NTFR 2016/404 - Gemeenschapsrecht breekt nationale bezwaartermijn niet open

ECLI:NL:HR:2015:3465, datum uitspraak 18-12-2015, publicatiedatum 18-12-2015
Aflevering 2, gepubliceerd op 14-01-2016 met annotatie van mr. E.C.G. Okhuizen
Belanghebbende heeft in mei 2010 BPM op aangifte voldaan. Belanghebbende heeft pas in februari 2012 bezwaar aangetekend tegen de voldoening op aangifte. De inspecteur heeft het bezwaar niet-ontvankelijk verklaard. Hof Den Haag (NTFR 2014/2431) heeft dit in stand gelaten. De Hoge Raad casseert de hofuitspraak. Ook bij voldoening van belastingen op aangifte kan bij overschrijding van de bezwaartermijn een beroep worden gedaan op verschoonbaarheid (ex art. 6:11 Awb). Daarom wordt het geding verwezen. Verder oordeelt de Hoge Raad nog dat het gemeenschapsrecht nationale bezwaar- en beroepstermijnen niet openbreekt. Dat achteraf op grond van een arrest is gebleken dat belanghebbende indertijd een te hoog bedrag aan BPM heeft voldaan, brengt niet mee dat overschrijding van de bezwaartermijn niet aan belanghebbende kan worden tegengeworpen. Belanghebbende had de mogelijkheid een rechtsmiddel aan te wenden. Het feit dat belanghebbende op dat moment daartoe geen reden zag, doet niet af aan de mogelijkheid tot effectieve betwisting.

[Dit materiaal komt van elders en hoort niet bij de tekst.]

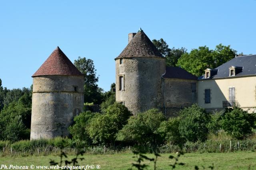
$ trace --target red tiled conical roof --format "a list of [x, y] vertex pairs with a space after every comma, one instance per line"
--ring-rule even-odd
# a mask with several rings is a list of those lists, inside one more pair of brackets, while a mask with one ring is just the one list
[[52, 52], [32, 77], [43, 75], [84, 75], [58, 47]]
[[162, 57], [143, 31], [140, 30], [115, 59], [122, 58]]

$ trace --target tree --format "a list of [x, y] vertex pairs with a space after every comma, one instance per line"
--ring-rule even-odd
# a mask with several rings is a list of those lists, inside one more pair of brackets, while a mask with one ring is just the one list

NTFR 2016/411 - Besluit inzake voortzetting en intrekking enkele besluiten onder nieuwe belastingverdrag met Duitsland

Aflevering 2, gepubliceerd op 14-01-2016
Het nieuwe belastingverdrag met Duitsland uit 2012 is met ingang van 1 januari 2016 van toepassing. De bevoegde autoriteiten van Nederland en Duitsland zijn op 27 november 2015 overeengekomen dat de bepalingen uit het besluit nr. IFZ 2002/507M (NTFR 2002/831) met betrekking tot de winstverdeling van grensoverschrijdende land- en bosbouwbedrijven van toepassing blijven onder dit verdrag. De regelingen betreffende bloemenhandelaren (nr. IFZ 2002/715M, NTFR 2002/1474) en ontslagvergoedingen (nr. IFZ 2007/754M, NTFR 2007/2151) worden, behoudens de algemene overgangsregeling van een jaar in het nieuwe verdrag, niet voortgezet en worden ingetrokken.

NTFR 2016/412 - Regeling aanwijzing rechtsgebieden Common Reporting Standard

Aflevering 2, gepubliceerd op 14-01-2016
Deze regeling houdt verband met de automatische uitwisseling tussen landen van gegevens over financiële rekeningen op basis van de Common Reporting Standard en de in verband hiermee geldende rapportageverplichtingen voor financiële instellingen. In de regeling worden rechtsgebieden aangewezen ten behoeve van de eerste identificatie van bestaande rekeningen door Nederlandse rapporterende financiële instellingen. De financiële instellingen moeten op basis hiervan de identificatievoorschriften uit het Uitvoeringsbesluit identificatie- en rapportagevoorschriften Common Reporting Standard (CRS) (ook) toepassen om te beoordelen of een rekeninghouder, of een uiteindelijk belanghebbende in een passieve niet-financiële instelling die rekeninghouder is, fiscaal inwoner is van een dergelijk rechtsgebied. Dit hoewel het gebied op het moment van (eerste) identificatie wellicht nog geen deelnemend rechtsgebied is omdat tussen Nederland en het desbetreffende rechtsgebied nog geen zogenoemde CRS-overeenkomst tot stand is gekomen. Als rechtsgebieden worden aangewezen de rechtsgebieden die zich ten overstaan van de G20 hebben gecommitteerd aan automatische uitwisseling op basis van de CRS. Met de aanwijzing hebben de financiële instellingen een juridische basis om genoemde identificatievoorschriften ten aanzien van bedoelde rechtsgebieden toe te passen vooruitlopend op de totstandkoming van een CRS-overeenkomst met dat gebied. Hierdoor kunnen de rapporterende financiële instellingen tijdig de vereiste identificatieprocedures uitvoeren om aan hun rapportageverplichtingen te voldoen.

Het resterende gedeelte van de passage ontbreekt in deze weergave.